# Is this proposition true?

1. Dec 2, 2004

### quasar987

Is the following true? Is so, under what conditions, and what are, roughly, the arguments used to prove it?

f,g two functions of superiorly unbounded domain and such that for x > N, g(x) is continuous and f(g(x)) is continuous.

$$\lim_{x \rightarrow \infty} f(g(x)) = f(\lim_{x \rightarrow \infty} g(x))$$

I'm trying to show what

$$\lim_{x \rightarrow \infty} ln \left(\frac{x-1}{x+1} \right)=0$$

where ln is the natural logarithm (I think some people use the notation log for that). And without that "theorem", I don't see how to do it.

2. Dec 2, 2004

### matt grime

log is continuous. (x-1)/(x+1) tends to 1 as x tends to infinity. you see how to put that together? (don't even know what superiorly bounded means....)

3. Dec 2, 2004

### quasar987

superiorly unbounded: Is that not a word? I meant to say the domain has no upper bound.

I see how to put that together if the proposition I stated is true.

I guess you're saying it is, then.

4. Dec 2, 2004

### matt grime

I have no desire to look at your proposition since:

a function is continuous at a point x if lim as y tends to x of f(y) is f(x). So your result is a consequnce of the fact that log is continuous at 1, that's all.

5. Dec 2, 2004

### quasar987

So you're saying that if

$$\lim_{x \rightarrow \infty} f(x) = L$$

And if g(x) is continuous at L, then

$$\lim_{x \rightarrow \infty} g(f(x)) = \lim_{x \rightarrow L} g(x)$$

is that right?

I can see from the definition of continuity how it's true for x --> x0 an accumulation point of the domain of f and if f(x0) is an accumulation point of the domain of g but for x --> infinity, I wasn't sure.

6. Dec 2, 2004

### shmoe

g doesn't have to be continuous at L for your last post to be true-it's just a statement of the limit of g, not how this limit relates to g(L).

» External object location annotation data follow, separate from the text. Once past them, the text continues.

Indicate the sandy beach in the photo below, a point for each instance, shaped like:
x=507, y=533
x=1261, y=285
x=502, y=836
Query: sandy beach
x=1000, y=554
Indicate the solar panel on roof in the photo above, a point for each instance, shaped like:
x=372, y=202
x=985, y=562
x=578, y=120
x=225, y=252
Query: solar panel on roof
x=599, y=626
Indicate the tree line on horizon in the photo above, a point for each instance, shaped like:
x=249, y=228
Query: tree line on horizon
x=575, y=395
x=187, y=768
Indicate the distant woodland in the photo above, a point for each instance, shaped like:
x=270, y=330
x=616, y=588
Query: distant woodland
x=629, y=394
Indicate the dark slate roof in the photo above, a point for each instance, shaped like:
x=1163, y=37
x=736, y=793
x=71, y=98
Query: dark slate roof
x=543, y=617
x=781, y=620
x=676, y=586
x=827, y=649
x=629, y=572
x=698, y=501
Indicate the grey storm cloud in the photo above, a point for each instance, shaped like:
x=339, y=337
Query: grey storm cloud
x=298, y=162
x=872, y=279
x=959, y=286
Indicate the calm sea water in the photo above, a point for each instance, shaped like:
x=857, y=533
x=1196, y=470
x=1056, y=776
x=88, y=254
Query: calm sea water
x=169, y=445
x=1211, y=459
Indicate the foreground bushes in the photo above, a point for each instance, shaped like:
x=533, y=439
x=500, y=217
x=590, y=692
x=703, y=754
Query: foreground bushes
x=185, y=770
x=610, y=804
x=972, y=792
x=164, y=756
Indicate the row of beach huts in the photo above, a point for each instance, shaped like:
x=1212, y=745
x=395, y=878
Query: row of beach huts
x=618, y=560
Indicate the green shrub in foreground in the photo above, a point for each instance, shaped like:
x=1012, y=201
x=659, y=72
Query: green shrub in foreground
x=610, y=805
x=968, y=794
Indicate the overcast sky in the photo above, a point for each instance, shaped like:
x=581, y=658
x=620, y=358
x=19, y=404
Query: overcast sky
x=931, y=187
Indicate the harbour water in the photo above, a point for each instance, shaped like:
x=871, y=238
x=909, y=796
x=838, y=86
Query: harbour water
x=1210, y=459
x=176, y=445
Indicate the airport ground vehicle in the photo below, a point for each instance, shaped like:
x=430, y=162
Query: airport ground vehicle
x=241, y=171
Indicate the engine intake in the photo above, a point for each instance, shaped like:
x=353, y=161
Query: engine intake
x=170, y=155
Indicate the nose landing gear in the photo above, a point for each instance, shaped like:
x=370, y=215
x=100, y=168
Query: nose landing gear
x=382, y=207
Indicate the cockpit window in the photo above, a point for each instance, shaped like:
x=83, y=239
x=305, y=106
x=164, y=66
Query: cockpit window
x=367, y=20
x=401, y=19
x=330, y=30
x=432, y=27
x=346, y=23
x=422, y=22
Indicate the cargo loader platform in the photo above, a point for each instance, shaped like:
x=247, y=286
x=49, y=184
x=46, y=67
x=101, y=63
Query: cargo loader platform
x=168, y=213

You need continuity of g at L if you want to assert that

$$\lim_{x \rightarrow \infty} f(x) = L$$

implies

$$\lim_{x \rightarrow \infty} g(f(x)) = \lim_{x \rightarrow L} g(x)=g(L)$$

which is what you're using for this problem.

7. Dec 2, 2004

### quasar987

Ok, so for my problem, since log is continuous at 1, all I have to do is prove that the function $f(x) = (x-1)/(x+1)$ as x approches infinity is 1. I have never done that. So if someone could check and see if these steps are correct, I'd be very grateful.

We want to show that $\forall \epsilon > 0$, there is an M such that for x element of the domain of f (i.e element of the real), x > M implies

$$\left |\frac{x-1}{x+1}-1 \right| < \epsilon$$

We see that

$$\left|\frac{x-1}{x+1}-1 \right| = \left|\frac{x-1}{x+1}-\frac{x+1}{x+1} \right| = \left|\frac{x-1-x-1}{x+1} \right| = \left|\frac{-2}{x+1} \right| = \left|\frac{2}{x+1} \right| = \frac{2}{\left|{x+1} \right|}$$

and

$$\frac{2}{\left|{x+1} \right|} < \epsilon \Leftrightarrow |x+1|>\frac{2}{\epsilon}$$

But $|x+1| \leq |x|+1$. Therefor, if we can show that

$$|x|+1>\frac{2}{\epsilon} \Leftrightarrow |x|>\frac{2}{\epsilon}-1 \ \forall \epsilon>0$$

we will have won. We can suppose without loss of generality that $M \geq 0 \Rightarrow x>0 \Rightarrow |x| = x$. So that choosing M = max{0, $\frac{2}{\epsilon}-1$} does the trick.

8. Dec 2, 2004

### shmoe

You hit a snag when you applied the triangle inequality. Knowing $|x+1| \leq |x|+1$ will not help you get a lower bound for $|x+1|$. Try looking at $|x+1|\geq |x|-|1|$.

9. Dec 2, 2004

### quasar987

Right! I did that part too mechanically. Thanks!